Beyond Blind Spots: Analytic Hints for Mitigating LLM-Based Evaluation Pitfalls
Ora Nova Fandina, Eitan Farchi, Shmulik Froimovich, Raviv Gal, Wesam Ibraheem, Rami Katan, Alice Podolsky

TL;DR
This paper investigates the limitations of large language models as evaluators in code generation, introduces an analytic hint system to improve their accuracy, and demonstrates enhanced reliability through hybrid approaches in industrial settings.
Contribution
It presents a taxonomy of LaaJ blind spots, develops an analytic checker tool, and shows that combining hints with LaaJs improves error detection and explanation quality.
Findings
LaaJs detect 45-63% of errors independently.
The combined LaaJ+Hints approach achieves up to 74% error coverage.

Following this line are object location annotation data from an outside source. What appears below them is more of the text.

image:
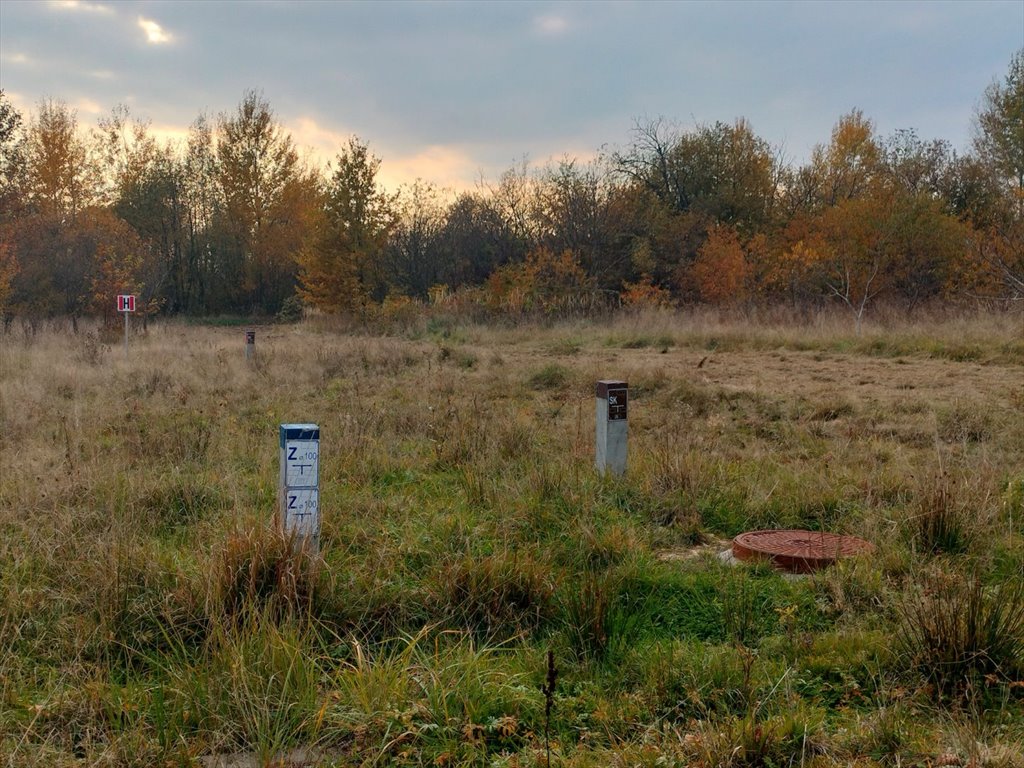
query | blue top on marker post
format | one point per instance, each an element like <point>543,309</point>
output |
<point>298,432</point>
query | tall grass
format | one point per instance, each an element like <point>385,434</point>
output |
<point>150,613</point>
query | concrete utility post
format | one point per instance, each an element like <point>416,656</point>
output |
<point>612,407</point>
<point>126,305</point>
<point>299,488</point>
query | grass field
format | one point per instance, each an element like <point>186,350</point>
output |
<point>151,616</point>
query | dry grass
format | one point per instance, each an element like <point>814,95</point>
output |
<point>148,615</point>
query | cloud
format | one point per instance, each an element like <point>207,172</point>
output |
<point>448,166</point>
<point>155,34</point>
<point>80,5</point>
<point>551,26</point>
<point>19,58</point>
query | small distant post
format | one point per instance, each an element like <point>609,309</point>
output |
<point>126,305</point>
<point>299,488</point>
<point>612,408</point>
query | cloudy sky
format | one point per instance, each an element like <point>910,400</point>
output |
<point>456,91</point>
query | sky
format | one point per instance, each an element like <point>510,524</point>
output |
<point>457,92</point>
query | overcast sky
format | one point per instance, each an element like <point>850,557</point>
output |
<point>456,91</point>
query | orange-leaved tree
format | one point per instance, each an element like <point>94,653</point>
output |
<point>546,282</point>
<point>721,272</point>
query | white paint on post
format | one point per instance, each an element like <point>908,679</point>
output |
<point>126,304</point>
<point>299,512</point>
<point>612,418</point>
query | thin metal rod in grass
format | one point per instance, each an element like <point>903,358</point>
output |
<point>549,700</point>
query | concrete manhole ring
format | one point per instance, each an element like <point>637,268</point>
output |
<point>798,551</point>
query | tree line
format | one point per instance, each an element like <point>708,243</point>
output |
<point>233,220</point>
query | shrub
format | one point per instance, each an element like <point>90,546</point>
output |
<point>941,521</point>
<point>260,569</point>
<point>549,377</point>
<point>955,633</point>
<point>291,310</point>
<point>497,596</point>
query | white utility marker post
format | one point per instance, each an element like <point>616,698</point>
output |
<point>126,304</point>
<point>612,400</point>
<point>299,489</point>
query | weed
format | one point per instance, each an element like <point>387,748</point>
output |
<point>941,520</point>
<point>552,376</point>
<point>260,570</point>
<point>956,633</point>
<point>497,596</point>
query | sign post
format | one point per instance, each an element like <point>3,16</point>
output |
<point>299,487</point>
<point>612,413</point>
<point>126,305</point>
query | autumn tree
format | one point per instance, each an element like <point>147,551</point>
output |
<point>265,196</point>
<point>475,240</point>
<point>340,264</point>
<point>721,272</point>
<point>998,245</point>
<point>999,134</point>
<point>413,257</point>
<point>12,182</point>
<point>545,283</point>
<point>60,178</point>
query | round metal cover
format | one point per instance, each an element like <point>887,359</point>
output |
<point>798,551</point>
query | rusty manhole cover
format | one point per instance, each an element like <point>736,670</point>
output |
<point>798,551</point>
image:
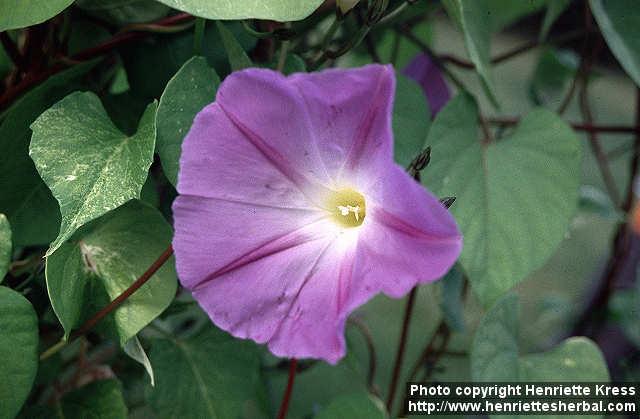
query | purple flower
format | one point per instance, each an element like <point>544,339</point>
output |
<point>292,213</point>
<point>427,74</point>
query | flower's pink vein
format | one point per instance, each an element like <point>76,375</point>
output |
<point>397,223</point>
<point>279,244</point>
<point>306,279</point>
<point>271,154</point>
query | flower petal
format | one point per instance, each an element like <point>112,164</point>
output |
<point>219,161</point>
<point>411,238</point>
<point>268,109</point>
<point>350,114</point>
<point>290,298</point>
<point>213,235</point>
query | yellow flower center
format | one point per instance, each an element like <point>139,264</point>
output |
<point>347,207</point>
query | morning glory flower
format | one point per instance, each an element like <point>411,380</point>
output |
<point>423,70</point>
<point>291,212</point>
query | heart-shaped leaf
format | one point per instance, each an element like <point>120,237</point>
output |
<point>89,165</point>
<point>24,198</point>
<point>102,260</point>
<point>18,351</point>
<point>495,354</point>
<point>515,197</point>
<point>618,20</point>
<point>192,87</point>
<point>210,375</point>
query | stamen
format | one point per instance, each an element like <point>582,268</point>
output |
<point>347,207</point>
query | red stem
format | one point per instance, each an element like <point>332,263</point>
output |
<point>88,325</point>
<point>587,127</point>
<point>30,80</point>
<point>402,344</point>
<point>284,406</point>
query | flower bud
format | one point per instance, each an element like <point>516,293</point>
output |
<point>346,5</point>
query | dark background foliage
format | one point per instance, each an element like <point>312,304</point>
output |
<point>93,322</point>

Hybrid evaluation methods produce richer, more accurate explanations.
Abstract
Large Language Models are increasingly deployed as judges (LaaJ) in code generation pipelines. While attractive for scalability, LaaJs tend to overlook domain specific issues raising concerns about their reliability in critical evaluation tasks. To better understand these limitations in practice, we examine LaaJ behavior in a concrete industrial use case: legacy code modernization via COBOL code generation. In this setting, we find that even production deployed LaaJs can miss domain critical errors, revealing consistent blind spots in their evaluation capabilities. To better understand these blind spots, we analyze generated COBOL programs and associated LaaJs judgments, drawing on expert knowledge to construct a preliminary taxonomy. Based on this taxonomy, we develop a lightweight analytic checker tool that flags over 30 domain specific issues observed in practice. We use its…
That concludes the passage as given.